Note: Currently, clipping raster images using vector extent polygons is not supported but is under discussion (see http://trac.osgeo.org/gdal/ticket/1599). However it is fairly easy to get the extents of a given shapefile and convert those coordinate pairs into the format needed by gdal_translate without manually reading the extents from another application like qgis. Say you have a shapefile named clipping_mask.shp use ogrinfo to get the extents:

Note the use of the pipe and grep command is optional(| grep Extent), but is a slick way to limit the info reported by ogrinfo to just what you need in this case

ogrinfo clipping_mask.shp -so -al | grep Extent

# which gives the extent as xMin,yMin, xMax, yMax:
Extent: (268596, 5362330) - (278396, 5376592)
# which is (xMin,yMin) - (xMax,yMax)

Then copy and paste that text to create your gdal_translate clipping command:

# -projwin's ulx uly lrx lry is equivalent to xMin, yMax, xMax, yMin so just switch the Y coordinates
# For the above Extent that would turn into:

gdal_translate -projwin 268596 5376592 278396 5362330 src_dataset dst_dataset

###How to create or modify an image color table ?
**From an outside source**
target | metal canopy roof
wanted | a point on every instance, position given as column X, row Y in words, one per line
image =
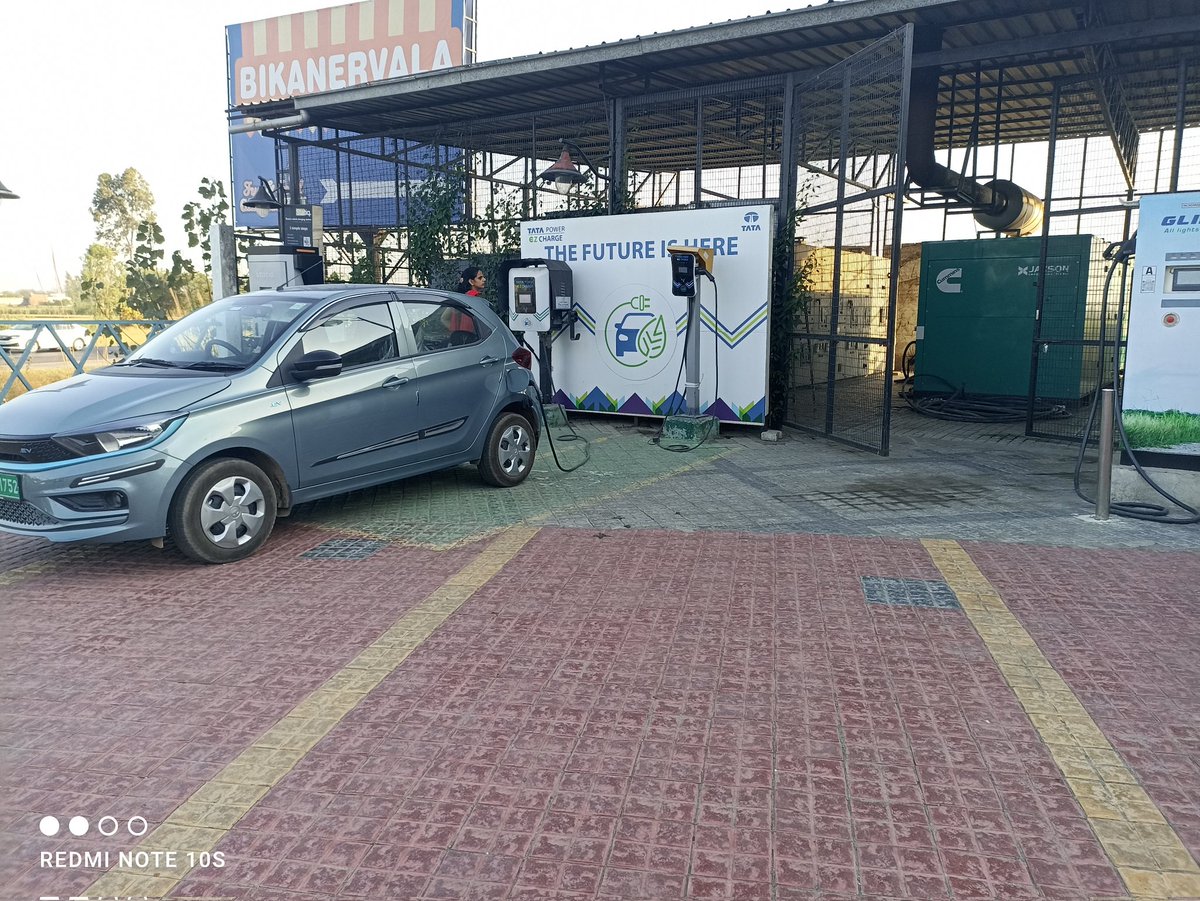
column 1013, row 48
The easiest non-scripting way to create or modify a color palette is to translate your file to VRT (XML) format, and edit the color table in the XML file.

# create the vrt
gdal_translate -of VRT your.tif your.vrt

## --- edit colour table here ---

# create final fixed image
gdal_translate your.vrt your_fixedup.tif

The .vrt file doesn't actually include the image data, it just references back to your.tif (or other supported format). This general approach can be used to modify metadata, color tables, gcps and other things for which there is no easy to do set them with gdal_translate. There are other mechanisms to do this via scripting or c/c++ programming.

Here is an example for USGS DRGs, see Virtual Format Tutorial for detailed syntax options. The entries are in palette order and correspond to red, green, blue & alpha channels.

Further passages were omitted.